“Why shouldn’t it be Thimble? After all, isn’t this a matter that is regarding the headquarters of the Guild of Magicians? Jeneyeru, Lord Magus of the Grand Navigators, as a member of that guild, would have a legitimate and vested interest in gaining the involvement of the Teur Garrison in its liberation. Thimble could be your representative.”
The Ereonis brothers gazed at Y’lanna Sparti as she spoke and for a few seconds after as well. Slowly, smiles spread across the mouths of Ruili and Peino.
“Most sensibly said, milady,” said Peino.
“Wisdom rains from the stars when this lady speaks,” added Ruili with a wink.
“Sensible and wise, indeed, if I may take the liberty to say so, milord,” said Thimble, jumping quickly on his chance.
But Jeneyeru, sizing up Y’lanna as he sized up her argument, with a contemplative frown, got no farther than a speculative sigh, when the very person under discussion interrupted, with his captain at his heels. They listened to Beau’s surprising speech in awkward silence, each of them wondering if he had heard their previous conversation. He ended with a bow to Peino, but it seemed that his words were what finally made up Jeneyeru’s mind.

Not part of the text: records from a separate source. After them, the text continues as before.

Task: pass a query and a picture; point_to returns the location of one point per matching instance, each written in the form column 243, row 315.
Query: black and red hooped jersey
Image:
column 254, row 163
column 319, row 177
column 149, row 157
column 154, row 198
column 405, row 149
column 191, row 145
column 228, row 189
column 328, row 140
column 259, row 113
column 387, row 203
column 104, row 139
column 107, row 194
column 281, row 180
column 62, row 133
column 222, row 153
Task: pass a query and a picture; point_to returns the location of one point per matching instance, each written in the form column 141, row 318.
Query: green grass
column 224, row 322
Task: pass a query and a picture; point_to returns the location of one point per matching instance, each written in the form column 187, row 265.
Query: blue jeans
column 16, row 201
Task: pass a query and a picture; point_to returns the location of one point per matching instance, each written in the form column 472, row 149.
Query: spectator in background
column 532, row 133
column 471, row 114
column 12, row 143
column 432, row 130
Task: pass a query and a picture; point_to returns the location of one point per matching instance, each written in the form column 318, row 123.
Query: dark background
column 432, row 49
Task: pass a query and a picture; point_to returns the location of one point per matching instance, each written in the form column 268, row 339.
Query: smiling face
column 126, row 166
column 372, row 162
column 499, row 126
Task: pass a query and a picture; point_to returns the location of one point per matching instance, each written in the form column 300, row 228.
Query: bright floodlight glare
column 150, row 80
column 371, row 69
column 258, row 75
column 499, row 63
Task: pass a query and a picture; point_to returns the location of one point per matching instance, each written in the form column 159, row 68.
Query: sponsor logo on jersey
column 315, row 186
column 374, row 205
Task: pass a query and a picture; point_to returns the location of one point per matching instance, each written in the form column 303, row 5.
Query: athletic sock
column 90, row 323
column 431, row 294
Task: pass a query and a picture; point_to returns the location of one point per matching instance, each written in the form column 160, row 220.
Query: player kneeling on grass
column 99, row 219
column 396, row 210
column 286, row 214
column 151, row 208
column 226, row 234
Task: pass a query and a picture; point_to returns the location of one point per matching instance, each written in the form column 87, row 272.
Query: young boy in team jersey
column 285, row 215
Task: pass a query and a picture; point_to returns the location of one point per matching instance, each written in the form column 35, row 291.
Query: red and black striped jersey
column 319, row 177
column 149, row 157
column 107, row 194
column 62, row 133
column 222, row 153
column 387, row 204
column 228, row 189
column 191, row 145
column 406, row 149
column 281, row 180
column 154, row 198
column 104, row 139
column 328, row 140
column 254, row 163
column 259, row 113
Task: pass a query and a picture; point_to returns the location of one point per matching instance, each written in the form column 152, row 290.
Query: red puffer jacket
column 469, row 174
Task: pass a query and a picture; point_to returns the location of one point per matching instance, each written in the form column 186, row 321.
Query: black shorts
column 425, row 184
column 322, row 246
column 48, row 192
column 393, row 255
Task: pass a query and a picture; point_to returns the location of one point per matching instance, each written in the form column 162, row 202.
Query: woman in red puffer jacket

The wizard in scarlet stood before anyone else could react. A long and elegant hand extended the Staff of Ghosts towards Thimble as he said, adopting a haughty tone he seldom used, “Captain Lafitte, I thank you most gratefully for the loan of your man. Be so good, if you will, as to instruct him that he is to accompany my man, Mister Thimble, who shall act as my representative in this delicate matter. He is to render all possible assistance in all things to Mister Thimble until they return to us.” Jeneyeru ended with a gracious bow and a smile for Lafitte, captain to captain, master-of-men to master-of-men.
“And now, my friends,” he added, “with the good Captain’s permission, let us board and set sail. Mistress O’Tulvar?”
Beckoning for Lotye to gather up their things and follow, Jeneyeru left the table and swept out of the temple and into the blowing storm that surrounded the airship anchored above.
Peino and Ruili quickly adapted to take up where their brother had left off. Peino very pointedly handed the letter of instruction and the High King’s letter of marque to the politely quiet Thimble.
“Mind how you go, old man,” the Prince murmured.
“Yes, Your Highness, and thank you, Your Highness.”
“Here’s the route to Teur,” said Ruili, handing Thimble a hastily sketched scrap of paper. “Take the boat I left around the bend below the temple. It’s not much, just a fisherman’s dinghy, but it will get you there the faster.”
“Thank you, Your Excellency.”
Thimble secured the papers in the inner pocket of his coat, hoisted his bag over his shoulder and set his tricorn hat upon his elderly head.
“All right, you,” he barked at Beau, “put your men and self together, and let’s be off. Time and tide, you know, and don’t you be fancy — we don’t need an army to pick up an army. No more than four and make sure they can row. You’ve been on the water before, I suppose? It’s not like being up in the air.”
As Thimble set about bullying Beau, and Peino gathered up his maps and atlas, Ruili joined Y’lanna.
“How things do turn out in our world, eh, Milady Lavender?” he said. “See here now, I do not wish you to accompany us to the stronghold. I anticipate a fight, much bigger than the one here. You acquitted yourself well against the bandits, I’ll gladly own to that much, but what we face at Isolla…” A rare shadow passed over his face. “It is a different thing by far. I am your guardian, not your master, so I can only ask you to stay here at the temple, with Lady Moonrain, until we return. It would be a great boon to me to know you are safe.”
The cheerful, encouraging smile returned as he waited for her response. Whatever it would be, though, he would soon be on board La Danse Calinda with his brothers, Lafitte, and his crew, flying through a mystical storm towards a mystical mountain, there to battle a mystical foe for a mystical weapon.
Altogether too much mysticism in this quest, he thought as he watched the players and parts moving into their places on the stage.